No, today we’re going to look at the deep plot and subtext contained within the intermission screens of Golden Axe. You remember them, don’t you? The screens that keep the action humming along with a pretty tinkly song that tinkles ever so tinkly? Well, they are contained within the PC-Engine port…to a degree.
Yes, dear reader, in a cocaine fueled daze, the developers of Golden Axe for PC-Engine seem to have ripped a hole in space-time from which flowed forth the secrets of the universe that go beyond anything you could have ever imagined. If you’ve ever seen Event Horizon, think that but with less of Sam Neil gouging his own eyes out.
Here we have an intermission screen, informing us of our heroes intention of traveling through Turtle Village to reach Death Adder…or does it? You see, the wording and structure of these sentences does not match any patterns ever seen by human eyes. You can trust me here, as I have no formal qualifications, so I know what I am talking about.
Swown is apparently an older synonym for “swoon” which could mean that perhaps Ax, Tyris and Gillius are flirting with the allure of evil. After all, Adders reach over the land is extensive and if they were to join him as generals, they would prosper. Either that or they are asserting that Adder is perhaps motivated by the love of a royal in another kingdom and his entire campaign across the land has been to win the hand of a certain Princess, with him as King.
The addition of “Death=Adder” has a few interpretations. First of all, literally asserting that Adder is Death incarnate. His sword has felled many warriors after all. Alternatively this could be referencing the biblical serpent that tempted Adam and Eve, but instead of linking back to temptation it represents change, as in the meaning in tarot. Times are, after all, turbulent in the land. It’s either that or this was written by a pre-schooler who just found out snakes are poisonous and was trying be super helpful by telling us that if we poke an adder in the face with our chubby digits, it will bite our tender nibblets and we’ll die.
Finally, Turtle Village. A village made from turtles…or for turtles? This is perhaps, the most baffling entry. Consider the implications of building a house out of turtles. First, they move, like, everywhere and trying to stack two on top of each other is really hard. The worst part is that they don’t speak English, so giving them instructions like “stop eating each other” has no effect. Finally, while I had limited success duct taping two turtles together, the terrified terrapins urinated everywhere like a broken sprinkler which acts like a solvent, ruining any forms of adhesion.
Also, touching on the point of Death = Adder in his castle.

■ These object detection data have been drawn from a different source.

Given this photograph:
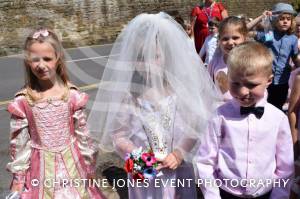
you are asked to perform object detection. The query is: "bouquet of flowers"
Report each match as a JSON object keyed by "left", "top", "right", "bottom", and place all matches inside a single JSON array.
[{"left": 124, "top": 147, "right": 158, "bottom": 180}]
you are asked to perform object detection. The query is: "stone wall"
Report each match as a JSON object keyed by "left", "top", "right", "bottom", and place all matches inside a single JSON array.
[{"left": 0, "top": 0, "right": 288, "bottom": 55}]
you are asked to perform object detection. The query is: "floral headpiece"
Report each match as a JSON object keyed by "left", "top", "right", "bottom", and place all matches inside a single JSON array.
[{"left": 32, "top": 29, "right": 49, "bottom": 39}]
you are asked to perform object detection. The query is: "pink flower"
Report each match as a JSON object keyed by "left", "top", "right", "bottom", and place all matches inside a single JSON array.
[{"left": 142, "top": 153, "right": 156, "bottom": 167}]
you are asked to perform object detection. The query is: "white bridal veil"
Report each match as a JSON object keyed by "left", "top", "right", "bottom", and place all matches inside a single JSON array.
[{"left": 88, "top": 12, "right": 220, "bottom": 159}]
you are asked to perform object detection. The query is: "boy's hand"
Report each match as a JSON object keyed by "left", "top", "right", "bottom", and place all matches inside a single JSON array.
[{"left": 156, "top": 150, "right": 183, "bottom": 170}]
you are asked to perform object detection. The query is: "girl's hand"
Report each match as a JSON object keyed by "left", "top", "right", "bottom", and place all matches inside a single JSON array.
[{"left": 156, "top": 150, "right": 183, "bottom": 170}]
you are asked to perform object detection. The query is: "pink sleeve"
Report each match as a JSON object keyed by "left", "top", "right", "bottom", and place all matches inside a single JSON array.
[
  {"left": 71, "top": 90, "right": 98, "bottom": 174},
  {"left": 195, "top": 117, "right": 221, "bottom": 199},
  {"left": 191, "top": 6, "right": 200, "bottom": 17},
  {"left": 6, "top": 97, "right": 31, "bottom": 187}
]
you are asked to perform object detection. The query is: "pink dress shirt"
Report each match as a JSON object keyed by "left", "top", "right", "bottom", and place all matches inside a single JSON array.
[{"left": 196, "top": 95, "right": 294, "bottom": 199}]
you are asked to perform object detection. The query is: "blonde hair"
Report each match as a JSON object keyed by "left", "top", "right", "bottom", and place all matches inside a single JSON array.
[
  {"left": 272, "top": 12, "right": 296, "bottom": 35},
  {"left": 227, "top": 41, "right": 273, "bottom": 77},
  {"left": 24, "top": 28, "right": 69, "bottom": 100}
]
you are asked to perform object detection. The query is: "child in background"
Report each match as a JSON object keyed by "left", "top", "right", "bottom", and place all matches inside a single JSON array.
[
  {"left": 208, "top": 17, "right": 248, "bottom": 101},
  {"left": 7, "top": 28, "right": 104, "bottom": 199},
  {"left": 196, "top": 42, "right": 294, "bottom": 199},
  {"left": 88, "top": 12, "right": 219, "bottom": 199},
  {"left": 199, "top": 17, "right": 220, "bottom": 66},
  {"left": 248, "top": 3, "right": 299, "bottom": 109}
]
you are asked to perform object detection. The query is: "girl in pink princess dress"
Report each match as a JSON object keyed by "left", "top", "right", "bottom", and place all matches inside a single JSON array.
[{"left": 7, "top": 29, "right": 104, "bottom": 199}]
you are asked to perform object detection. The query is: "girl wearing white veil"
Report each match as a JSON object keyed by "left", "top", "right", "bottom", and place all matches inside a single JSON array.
[{"left": 88, "top": 12, "right": 220, "bottom": 199}]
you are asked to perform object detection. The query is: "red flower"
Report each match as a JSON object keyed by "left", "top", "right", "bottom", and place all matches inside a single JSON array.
[
  {"left": 124, "top": 158, "right": 133, "bottom": 173},
  {"left": 142, "top": 153, "right": 156, "bottom": 167},
  {"left": 132, "top": 173, "right": 145, "bottom": 180}
]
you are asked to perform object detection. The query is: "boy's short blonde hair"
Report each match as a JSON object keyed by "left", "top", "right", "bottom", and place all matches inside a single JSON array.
[{"left": 227, "top": 41, "right": 273, "bottom": 77}]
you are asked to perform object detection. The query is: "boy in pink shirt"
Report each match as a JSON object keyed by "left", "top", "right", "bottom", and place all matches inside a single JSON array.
[{"left": 196, "top": 42, "right": 294, "bottom": 199}]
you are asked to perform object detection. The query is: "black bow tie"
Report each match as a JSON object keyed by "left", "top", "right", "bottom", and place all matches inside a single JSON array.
[{"left": 240, "top": 106, "right": 265, "bottom": 119}]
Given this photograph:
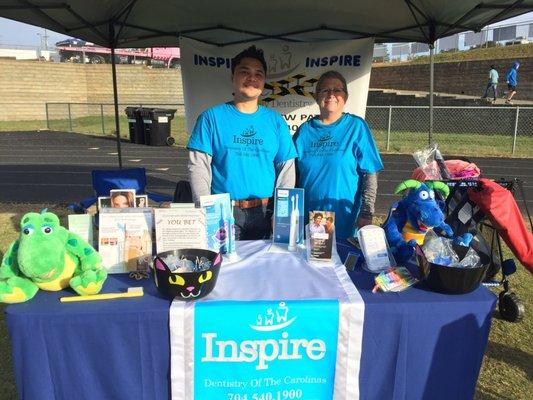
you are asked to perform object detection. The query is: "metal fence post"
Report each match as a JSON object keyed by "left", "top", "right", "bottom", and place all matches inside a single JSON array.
[
  {"left": 386, "top": 106, "right": 392, "bottom": 151},
  {"left": 67, "top": 103, "right": 72, "bottom": 132},
  {"left": 511, "top": 106, "right": 520, "bottom": 156},
  {"left": 100, "top": 103, "right": 105, "bottom": 135},
  {"left": 44, "top": 103, "right": 50, "bottom": 130}
]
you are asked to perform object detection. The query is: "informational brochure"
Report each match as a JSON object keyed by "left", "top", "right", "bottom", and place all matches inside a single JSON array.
[
  {"left": 154, "top": 204, "right": 207, "bottom": 253},
  {"left": 109, "top": 189, "right": 136, "bottom": 208},
  {"left": 68, "top": 214, "right": 94, "bottom": 247},
  {"left": 272, "top": 188, "right": 305, "bottom": 251},
  {"left": 308, "top": 211, "right": 335, "bottom": 261},
  {"left": 98, "top": 208, "right": 153, "bottom": 273},
  {"left": 200, "top": 193, "right": 235, "bottom": 254}
]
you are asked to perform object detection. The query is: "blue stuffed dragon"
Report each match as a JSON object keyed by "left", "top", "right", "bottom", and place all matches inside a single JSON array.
[{"left": 383, "top": 179, "right": 472, "bottom": 263}]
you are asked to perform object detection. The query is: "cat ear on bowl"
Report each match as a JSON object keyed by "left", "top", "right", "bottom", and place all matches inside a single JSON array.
[{"left": 154, "top": 257, "right": 168, "bottom": 271}]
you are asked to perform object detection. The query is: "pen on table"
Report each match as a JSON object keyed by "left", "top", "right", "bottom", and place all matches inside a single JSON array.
[{"left": 59, "top": 287, "right": 144, "bottom": 303}]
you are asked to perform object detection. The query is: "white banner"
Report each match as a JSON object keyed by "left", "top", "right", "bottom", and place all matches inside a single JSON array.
[
  {"left": 180, "top": 38, "right": 374, "bottom": 133},
  {"left": 169, "top": 241, "right": 365, "bottom": 400}
]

The game makes no assertion that he is doing anything wrong. Aren’t they going after Death Adder? What if Death = Adder is some sort of teenage rock band who decided on an awful name because they don’t know they are idiots yet? Most teenagers don’t realise they are idiots until at least after high school, when they reflect on their behaviour and it becomes plainly obvious that they are morons.
So, there they are, jamming in their dad’s castle. All of a sudden, three burly heroes bust through the doors and begin cutting them to pieces and summoning fire dragons that burn their castle down while their mother is making hot pockets. Suddenly, reasonably priced sports sedans and scented candles are flying through the air while three complete strangers stand over the mangled corpse of a terrible band. Ax Battler, realising what has happened, looks around and begins to shout “I’M NOT GOING BACK TO JAIL MAN” before carjacking a passing real estate agent and slamming his Mercedes into a McDonald’s.
Tyris begins crying inconsolably and Gillius, still woozy from the explosion, wanders off a bridge and falls head first into the sun-roof of a bus containing the LA Clippers, who after mistaking him for a Make a Wish Foundation child, offer to give him a season pass to all of their games. So, it actually turned out kind of o.k.
After detailed analysis, it can only be assumed that the person writing this basically didn’t care and was just slamming an entire salmon onto their keyboard while rubbing the cash on their face that they were inevitably paid with to construct these screens.